As it relates to countries currently practising sustainable transport and what can other countries learn from. She stated that there is no perfect system, but some countries have good systems, but the people pay for this in terms of high taxes, that burden is on them. Thereby contributing to the system and the money gotten, is used to develop the systems.

On the issue of Covid-19 Pandemic, how we ensure social distancing while using transportation systems? Nekesa mentioned the use of Filtration systems in public transport are currently being considered in some countries, but this system is not currently available in many African countries. But there has been a large drop in transportation systems because of the current Pandemic and research has been ongoing on how to regain consumer trust for transportation systems. On the issue of transportation increase, due to the necessary reduction of passengers in transport systems, how can that be reconciled with pay cuts or several people losing their jobs. On this, she responded that there needs to be a restructuring of the business model of transportation systems, as this would go a long way and government intervention is also needed, maybe through subsidies.

On the issue of the unregulated nature of the transportation industry, this subsequently affects the pricing of fares, as it can easily be changed, especially when factors such as weather or traffic variables are present. So, there needs to be some form of regulation to moderate the prices or the private sector stepping in to the industry, would create healthy competition, ensuring the maintenance of prices.

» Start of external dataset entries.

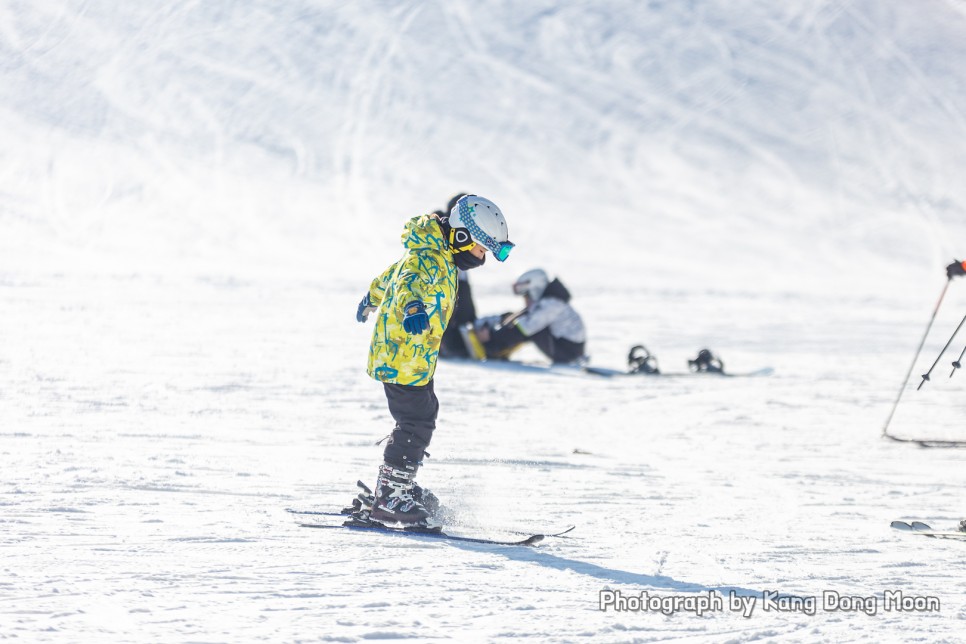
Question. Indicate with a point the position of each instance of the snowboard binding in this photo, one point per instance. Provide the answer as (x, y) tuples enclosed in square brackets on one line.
[(640, 360), (706, 362)]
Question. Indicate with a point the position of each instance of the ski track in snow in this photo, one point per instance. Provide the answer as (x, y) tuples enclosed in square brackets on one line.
[(193, 198)]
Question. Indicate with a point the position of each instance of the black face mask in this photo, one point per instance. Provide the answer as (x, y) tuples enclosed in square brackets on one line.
[(466, 260)]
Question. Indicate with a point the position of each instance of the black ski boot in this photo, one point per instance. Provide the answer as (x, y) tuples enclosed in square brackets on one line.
[(366, 498), (394, 502)]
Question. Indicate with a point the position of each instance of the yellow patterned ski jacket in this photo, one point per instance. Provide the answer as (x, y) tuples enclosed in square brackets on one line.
[(426, 273)]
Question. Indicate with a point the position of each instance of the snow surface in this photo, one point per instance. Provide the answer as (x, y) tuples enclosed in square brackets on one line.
[(194, 196)]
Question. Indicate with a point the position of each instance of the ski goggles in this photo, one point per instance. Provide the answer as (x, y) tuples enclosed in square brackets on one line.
[(460, 240)]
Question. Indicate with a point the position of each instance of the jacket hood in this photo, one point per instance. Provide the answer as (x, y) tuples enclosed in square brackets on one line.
[(424, 233)]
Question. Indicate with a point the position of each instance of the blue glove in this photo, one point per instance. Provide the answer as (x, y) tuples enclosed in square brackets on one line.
[(365, 308), (416, 321)]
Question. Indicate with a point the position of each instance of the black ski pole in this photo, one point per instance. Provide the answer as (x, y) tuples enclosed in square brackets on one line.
[(925, 376), (958, 362), (895, 405)]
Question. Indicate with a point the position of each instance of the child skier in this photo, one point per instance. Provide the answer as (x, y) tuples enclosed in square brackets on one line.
[(548, 321), (415, 299)]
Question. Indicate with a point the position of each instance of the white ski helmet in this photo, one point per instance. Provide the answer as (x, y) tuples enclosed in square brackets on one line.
[(532, 284), (485, 223)]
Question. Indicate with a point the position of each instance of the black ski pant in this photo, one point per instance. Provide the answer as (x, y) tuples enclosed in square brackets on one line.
[(414, 408)]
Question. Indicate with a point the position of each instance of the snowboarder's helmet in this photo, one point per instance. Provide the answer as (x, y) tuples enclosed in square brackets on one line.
[(485, 223), (532, 284)]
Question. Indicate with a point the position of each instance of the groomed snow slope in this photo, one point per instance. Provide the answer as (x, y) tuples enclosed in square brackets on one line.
[(194, 196)]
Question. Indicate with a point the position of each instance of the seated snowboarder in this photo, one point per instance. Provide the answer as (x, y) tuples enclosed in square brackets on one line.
[(548, 321)]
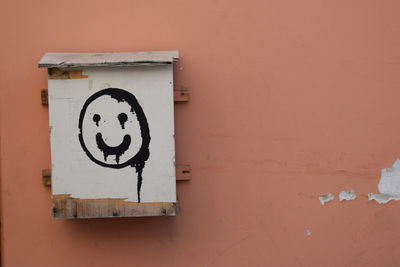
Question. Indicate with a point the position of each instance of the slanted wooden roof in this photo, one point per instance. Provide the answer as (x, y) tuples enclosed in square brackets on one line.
[(117, 59)]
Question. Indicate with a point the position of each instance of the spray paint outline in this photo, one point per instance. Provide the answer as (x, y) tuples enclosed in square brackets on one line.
[(137, 161)]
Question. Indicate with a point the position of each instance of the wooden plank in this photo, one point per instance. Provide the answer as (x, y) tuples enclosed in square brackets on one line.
[(58, 74), (66, 207), (180, 95), (74, 60)]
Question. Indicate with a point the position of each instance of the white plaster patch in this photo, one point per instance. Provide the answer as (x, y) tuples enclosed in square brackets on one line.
[(382, 198), (347, 195), (389, 185), (326, 198)]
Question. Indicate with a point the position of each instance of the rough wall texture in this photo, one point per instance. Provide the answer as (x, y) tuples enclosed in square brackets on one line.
[(289, 99)]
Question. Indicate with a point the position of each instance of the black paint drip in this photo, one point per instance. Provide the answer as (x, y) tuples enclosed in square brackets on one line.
[(122, 117), (113, 150), (137, 161), (96, 119), (140, 179)]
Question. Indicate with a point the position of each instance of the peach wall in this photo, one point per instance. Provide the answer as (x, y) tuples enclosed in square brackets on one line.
[(289, 99)]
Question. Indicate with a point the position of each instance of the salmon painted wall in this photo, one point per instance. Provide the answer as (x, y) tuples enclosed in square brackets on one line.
[(289, 99)]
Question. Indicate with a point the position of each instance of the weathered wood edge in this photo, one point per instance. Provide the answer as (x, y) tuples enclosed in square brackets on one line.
[(66, 207), (116, 59)]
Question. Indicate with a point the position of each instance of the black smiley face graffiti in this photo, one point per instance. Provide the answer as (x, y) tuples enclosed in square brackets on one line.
[(114, 132)]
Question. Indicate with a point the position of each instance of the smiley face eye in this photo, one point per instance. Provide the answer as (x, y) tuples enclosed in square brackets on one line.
[(96, 119), (122, 117)]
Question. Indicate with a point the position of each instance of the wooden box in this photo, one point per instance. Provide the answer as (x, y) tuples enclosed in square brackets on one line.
[(112, 134)]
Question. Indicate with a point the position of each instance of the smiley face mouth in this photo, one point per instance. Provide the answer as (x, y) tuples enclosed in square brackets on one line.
[(113, 150)]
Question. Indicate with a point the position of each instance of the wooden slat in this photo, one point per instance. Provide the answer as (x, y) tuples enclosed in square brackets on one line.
[(66, 207), (58, 74), (76, 60)]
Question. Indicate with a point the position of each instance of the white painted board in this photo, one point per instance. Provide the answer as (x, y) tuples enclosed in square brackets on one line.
[(110, 129)]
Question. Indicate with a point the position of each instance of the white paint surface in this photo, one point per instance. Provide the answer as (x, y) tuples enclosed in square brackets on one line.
[(326, 198), (347, 195), (74, 173), (389, 185)]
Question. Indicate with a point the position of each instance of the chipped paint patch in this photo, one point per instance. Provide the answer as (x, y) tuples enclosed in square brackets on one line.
[(382, 198), (326, 198), (389, 185), (347, 195)]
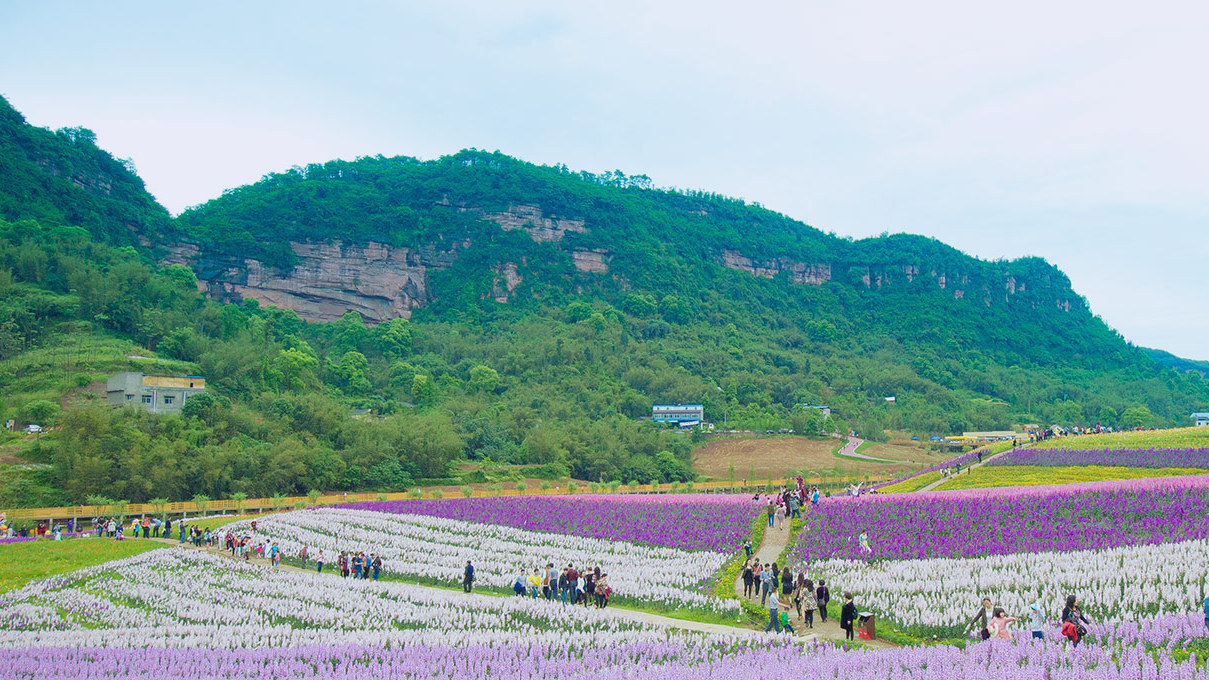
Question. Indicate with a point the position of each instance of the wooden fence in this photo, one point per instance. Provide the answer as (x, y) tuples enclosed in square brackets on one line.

In conclusion, she discussed the recommendation to the government, private sector, NGO’s and individual towards achieving sustainable transport? Nekesa stated that we all need aligned goals, have a vision of what we need to happen, and agree, synergizing all forms of transport. She stated that having safe transportation is very vital for citizens to feel safe and secured. The host believes there should be re-training of transport workers and ensuring that all transport signs are placed in necessary places.